Because i´m writing this tutorial particularly to help those people who know nothing or have very small knowledge about this type o scenery drawing, for the moment i do not recommend you try to place cloud elements on a grid like this.

Mainly because, if you´re been following my instructions, i can bet ,you would surely be trying to draw and place clouds the same way we created the volume for the houses and you probably would come out with a result like this. Lots of flat shapes in weird angles.

Which is not exactly…a natural way of presenting a sky…unless you´re looking for a cool cartoon design.

To avoid having a typical cartoon effect like this in your scenery there´s a good solution.
Like i said before, the key to create a vast and dynamic scenery is not to have all your elements focused on one single vanishing point and instead you should use several vanishing points to place your elements.
Only making sure that they relate in angle to the guide-line you defined as the horizon line for your landscape.

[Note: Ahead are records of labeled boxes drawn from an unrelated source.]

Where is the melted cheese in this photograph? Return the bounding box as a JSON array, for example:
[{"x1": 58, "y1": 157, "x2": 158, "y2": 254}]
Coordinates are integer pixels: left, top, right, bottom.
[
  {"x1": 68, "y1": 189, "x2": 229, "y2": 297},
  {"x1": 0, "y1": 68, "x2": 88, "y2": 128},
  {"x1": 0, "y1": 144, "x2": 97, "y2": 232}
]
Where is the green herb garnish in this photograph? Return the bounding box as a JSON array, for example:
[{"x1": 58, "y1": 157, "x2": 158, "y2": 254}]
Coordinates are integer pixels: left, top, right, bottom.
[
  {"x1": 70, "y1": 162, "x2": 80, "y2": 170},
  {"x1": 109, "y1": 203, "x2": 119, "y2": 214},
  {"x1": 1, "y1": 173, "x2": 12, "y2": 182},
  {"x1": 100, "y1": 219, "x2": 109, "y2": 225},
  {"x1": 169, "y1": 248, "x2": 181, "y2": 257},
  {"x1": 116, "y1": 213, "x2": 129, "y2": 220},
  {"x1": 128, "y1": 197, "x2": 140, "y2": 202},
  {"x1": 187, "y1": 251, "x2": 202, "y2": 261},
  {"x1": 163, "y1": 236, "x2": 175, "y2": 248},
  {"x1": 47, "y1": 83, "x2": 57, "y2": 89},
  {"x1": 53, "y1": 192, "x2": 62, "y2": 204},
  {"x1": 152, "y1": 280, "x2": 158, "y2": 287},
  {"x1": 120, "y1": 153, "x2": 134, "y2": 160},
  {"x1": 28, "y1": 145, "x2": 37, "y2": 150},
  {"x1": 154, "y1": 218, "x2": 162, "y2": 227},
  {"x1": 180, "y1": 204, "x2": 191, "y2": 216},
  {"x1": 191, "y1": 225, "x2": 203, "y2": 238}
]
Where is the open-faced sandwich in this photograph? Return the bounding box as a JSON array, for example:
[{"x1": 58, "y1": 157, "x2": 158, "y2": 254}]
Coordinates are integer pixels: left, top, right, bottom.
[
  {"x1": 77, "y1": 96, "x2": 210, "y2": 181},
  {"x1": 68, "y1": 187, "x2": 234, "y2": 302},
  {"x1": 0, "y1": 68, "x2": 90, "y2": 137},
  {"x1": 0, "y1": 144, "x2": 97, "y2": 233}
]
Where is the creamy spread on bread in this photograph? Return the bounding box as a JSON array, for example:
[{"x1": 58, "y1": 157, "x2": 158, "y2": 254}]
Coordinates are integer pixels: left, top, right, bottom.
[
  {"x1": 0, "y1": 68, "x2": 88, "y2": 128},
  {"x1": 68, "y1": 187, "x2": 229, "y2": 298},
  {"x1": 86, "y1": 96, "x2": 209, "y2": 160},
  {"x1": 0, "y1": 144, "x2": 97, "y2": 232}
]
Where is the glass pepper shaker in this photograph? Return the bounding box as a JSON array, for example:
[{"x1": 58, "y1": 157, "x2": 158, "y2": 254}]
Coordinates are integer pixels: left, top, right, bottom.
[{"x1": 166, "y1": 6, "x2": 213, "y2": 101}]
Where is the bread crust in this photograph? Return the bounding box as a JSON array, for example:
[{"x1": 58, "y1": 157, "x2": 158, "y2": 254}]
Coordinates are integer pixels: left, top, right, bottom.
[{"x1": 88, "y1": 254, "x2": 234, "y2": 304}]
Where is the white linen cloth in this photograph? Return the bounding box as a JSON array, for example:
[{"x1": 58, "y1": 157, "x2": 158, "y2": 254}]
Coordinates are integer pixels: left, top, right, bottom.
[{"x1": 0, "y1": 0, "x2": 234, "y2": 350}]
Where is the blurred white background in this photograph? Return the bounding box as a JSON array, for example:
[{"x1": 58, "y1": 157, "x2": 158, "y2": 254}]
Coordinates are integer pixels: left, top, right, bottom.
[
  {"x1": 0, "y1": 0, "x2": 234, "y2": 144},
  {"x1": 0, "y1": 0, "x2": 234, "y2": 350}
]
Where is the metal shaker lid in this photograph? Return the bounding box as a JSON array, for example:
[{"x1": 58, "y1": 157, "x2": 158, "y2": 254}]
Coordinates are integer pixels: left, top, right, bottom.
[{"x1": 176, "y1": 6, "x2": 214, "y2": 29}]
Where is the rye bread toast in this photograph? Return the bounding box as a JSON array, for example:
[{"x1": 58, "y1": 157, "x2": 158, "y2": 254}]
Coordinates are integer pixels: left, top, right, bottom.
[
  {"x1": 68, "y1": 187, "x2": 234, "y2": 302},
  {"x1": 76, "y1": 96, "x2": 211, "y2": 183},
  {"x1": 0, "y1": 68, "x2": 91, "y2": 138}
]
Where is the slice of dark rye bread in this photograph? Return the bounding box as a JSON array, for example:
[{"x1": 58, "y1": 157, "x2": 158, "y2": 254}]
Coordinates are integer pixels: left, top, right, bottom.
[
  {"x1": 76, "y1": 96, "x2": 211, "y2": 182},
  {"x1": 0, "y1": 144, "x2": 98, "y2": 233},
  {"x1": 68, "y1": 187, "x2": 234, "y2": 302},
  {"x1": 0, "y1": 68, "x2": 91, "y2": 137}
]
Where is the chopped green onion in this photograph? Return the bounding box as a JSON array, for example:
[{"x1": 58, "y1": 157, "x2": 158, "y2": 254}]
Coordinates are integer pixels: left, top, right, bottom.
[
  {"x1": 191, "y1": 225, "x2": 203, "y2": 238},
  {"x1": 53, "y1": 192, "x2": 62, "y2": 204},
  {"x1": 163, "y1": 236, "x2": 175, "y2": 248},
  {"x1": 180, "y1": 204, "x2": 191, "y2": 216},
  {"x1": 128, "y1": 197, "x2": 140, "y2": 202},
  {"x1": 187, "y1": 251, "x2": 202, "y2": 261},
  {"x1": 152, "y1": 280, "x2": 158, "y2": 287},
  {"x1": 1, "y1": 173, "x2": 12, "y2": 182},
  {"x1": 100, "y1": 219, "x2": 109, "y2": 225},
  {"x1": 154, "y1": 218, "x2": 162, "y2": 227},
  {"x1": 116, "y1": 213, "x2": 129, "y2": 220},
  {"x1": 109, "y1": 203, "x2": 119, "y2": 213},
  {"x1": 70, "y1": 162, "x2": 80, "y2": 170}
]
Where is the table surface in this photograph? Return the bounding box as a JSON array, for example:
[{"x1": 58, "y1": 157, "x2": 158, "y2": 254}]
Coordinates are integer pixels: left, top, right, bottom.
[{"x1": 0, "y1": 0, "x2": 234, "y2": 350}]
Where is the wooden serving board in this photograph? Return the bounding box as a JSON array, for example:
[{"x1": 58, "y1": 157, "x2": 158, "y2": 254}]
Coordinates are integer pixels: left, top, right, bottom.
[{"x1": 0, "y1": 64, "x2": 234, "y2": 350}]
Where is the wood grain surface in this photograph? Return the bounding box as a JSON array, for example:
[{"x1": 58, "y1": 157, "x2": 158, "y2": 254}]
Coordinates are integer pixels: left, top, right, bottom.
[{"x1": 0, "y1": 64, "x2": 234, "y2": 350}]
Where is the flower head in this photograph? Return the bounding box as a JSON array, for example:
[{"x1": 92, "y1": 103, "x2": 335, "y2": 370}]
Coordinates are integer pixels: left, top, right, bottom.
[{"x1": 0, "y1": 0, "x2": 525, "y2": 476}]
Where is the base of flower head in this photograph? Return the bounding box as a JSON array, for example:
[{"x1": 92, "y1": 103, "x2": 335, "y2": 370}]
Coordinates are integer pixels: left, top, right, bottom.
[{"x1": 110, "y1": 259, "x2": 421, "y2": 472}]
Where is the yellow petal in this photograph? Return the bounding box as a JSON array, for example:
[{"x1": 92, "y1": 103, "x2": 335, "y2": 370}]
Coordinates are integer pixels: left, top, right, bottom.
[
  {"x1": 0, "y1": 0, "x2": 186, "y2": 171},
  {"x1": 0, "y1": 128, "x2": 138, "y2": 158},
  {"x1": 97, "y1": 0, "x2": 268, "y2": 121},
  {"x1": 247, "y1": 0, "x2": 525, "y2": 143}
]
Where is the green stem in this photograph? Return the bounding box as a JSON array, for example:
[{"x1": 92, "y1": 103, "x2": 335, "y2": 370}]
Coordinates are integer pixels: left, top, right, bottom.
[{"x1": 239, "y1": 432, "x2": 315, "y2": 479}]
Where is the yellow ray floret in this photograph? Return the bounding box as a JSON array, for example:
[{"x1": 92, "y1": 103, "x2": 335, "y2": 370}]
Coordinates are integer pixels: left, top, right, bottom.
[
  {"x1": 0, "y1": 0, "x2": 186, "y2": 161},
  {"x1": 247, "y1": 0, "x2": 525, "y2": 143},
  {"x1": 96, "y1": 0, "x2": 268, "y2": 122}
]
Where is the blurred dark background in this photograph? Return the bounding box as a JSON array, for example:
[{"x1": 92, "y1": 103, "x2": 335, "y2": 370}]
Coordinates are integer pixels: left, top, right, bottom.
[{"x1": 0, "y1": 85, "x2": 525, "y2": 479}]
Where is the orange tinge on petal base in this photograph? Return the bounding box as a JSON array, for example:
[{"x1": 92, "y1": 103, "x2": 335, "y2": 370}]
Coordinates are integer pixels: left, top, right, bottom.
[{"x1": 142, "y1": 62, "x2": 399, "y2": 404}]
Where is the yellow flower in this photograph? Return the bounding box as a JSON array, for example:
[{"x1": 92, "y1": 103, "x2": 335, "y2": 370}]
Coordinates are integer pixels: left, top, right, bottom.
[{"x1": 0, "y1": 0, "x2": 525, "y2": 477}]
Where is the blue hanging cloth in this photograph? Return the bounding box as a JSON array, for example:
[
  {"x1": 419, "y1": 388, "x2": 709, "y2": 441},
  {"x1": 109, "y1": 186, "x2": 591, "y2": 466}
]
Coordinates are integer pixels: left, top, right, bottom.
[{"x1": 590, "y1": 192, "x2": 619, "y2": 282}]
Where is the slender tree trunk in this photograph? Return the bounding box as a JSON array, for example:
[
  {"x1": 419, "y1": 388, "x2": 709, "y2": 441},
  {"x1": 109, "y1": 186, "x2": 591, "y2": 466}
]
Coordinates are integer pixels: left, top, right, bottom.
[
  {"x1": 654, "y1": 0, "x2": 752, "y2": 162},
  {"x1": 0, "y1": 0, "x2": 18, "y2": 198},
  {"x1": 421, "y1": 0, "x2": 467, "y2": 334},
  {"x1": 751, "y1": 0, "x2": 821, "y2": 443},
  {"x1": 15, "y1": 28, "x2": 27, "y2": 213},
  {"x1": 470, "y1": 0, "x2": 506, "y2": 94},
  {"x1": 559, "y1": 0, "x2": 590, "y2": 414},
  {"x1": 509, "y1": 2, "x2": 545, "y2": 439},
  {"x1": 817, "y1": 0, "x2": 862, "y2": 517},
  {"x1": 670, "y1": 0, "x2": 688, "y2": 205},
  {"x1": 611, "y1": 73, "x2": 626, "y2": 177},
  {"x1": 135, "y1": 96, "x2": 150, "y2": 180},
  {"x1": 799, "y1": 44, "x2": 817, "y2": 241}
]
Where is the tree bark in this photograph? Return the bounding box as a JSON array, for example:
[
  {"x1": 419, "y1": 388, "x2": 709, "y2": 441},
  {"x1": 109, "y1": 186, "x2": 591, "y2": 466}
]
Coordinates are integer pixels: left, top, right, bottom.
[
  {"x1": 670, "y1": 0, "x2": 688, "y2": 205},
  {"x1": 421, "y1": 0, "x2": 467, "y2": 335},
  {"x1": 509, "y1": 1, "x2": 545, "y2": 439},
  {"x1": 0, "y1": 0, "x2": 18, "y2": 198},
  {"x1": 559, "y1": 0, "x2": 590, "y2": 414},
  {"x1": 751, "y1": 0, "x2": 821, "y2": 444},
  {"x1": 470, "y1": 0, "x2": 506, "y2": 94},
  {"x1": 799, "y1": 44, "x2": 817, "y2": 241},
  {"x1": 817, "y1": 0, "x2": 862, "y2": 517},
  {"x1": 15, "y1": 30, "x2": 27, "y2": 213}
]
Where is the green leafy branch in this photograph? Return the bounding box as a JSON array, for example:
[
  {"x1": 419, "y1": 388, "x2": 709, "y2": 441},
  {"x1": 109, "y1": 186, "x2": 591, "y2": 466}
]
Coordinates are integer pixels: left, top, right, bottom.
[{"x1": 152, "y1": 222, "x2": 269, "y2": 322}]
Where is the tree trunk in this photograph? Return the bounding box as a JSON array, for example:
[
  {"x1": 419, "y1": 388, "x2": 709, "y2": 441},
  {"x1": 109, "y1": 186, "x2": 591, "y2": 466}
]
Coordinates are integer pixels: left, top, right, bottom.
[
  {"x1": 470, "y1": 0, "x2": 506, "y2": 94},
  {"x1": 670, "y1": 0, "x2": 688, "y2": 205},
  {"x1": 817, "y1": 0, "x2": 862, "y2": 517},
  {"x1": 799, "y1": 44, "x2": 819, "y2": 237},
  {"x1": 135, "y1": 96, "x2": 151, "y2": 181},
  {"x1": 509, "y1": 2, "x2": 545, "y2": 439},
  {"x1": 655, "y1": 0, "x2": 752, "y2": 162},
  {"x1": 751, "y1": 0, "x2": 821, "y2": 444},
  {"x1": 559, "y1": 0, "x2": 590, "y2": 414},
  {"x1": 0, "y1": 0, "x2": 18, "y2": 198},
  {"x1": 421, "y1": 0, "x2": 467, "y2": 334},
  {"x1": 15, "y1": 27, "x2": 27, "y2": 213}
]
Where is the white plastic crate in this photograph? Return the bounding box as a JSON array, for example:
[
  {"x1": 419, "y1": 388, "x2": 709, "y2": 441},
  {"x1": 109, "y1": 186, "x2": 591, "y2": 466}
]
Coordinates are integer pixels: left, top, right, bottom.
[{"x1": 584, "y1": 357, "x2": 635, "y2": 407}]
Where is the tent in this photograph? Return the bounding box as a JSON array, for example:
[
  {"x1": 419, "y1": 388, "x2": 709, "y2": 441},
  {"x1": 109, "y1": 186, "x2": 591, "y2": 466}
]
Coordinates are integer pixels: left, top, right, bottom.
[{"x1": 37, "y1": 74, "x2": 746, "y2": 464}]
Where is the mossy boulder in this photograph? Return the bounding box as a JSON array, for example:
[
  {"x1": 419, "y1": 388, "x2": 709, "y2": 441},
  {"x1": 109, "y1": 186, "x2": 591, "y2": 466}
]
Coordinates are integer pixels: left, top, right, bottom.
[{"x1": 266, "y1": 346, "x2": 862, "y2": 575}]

A good example of this is how you should create a grid to place you clouds.
Forget about this grid, wich was good to define the basics of your 3D space for the ground area but that´s it.
If you want to design a landscape that does not look static and instead has its own life and dynamics you cannot stick to design everything around a single vanishing point like this.

Nature has tons of diferent focus viewpoints, so try to diversify the ones you use when creating your scenery. 😉

What you need for the sky are clouds that can open up your scenery even more.
A good way to do this, is to choose a vanishing point to the side and pull an imaginary grid from it.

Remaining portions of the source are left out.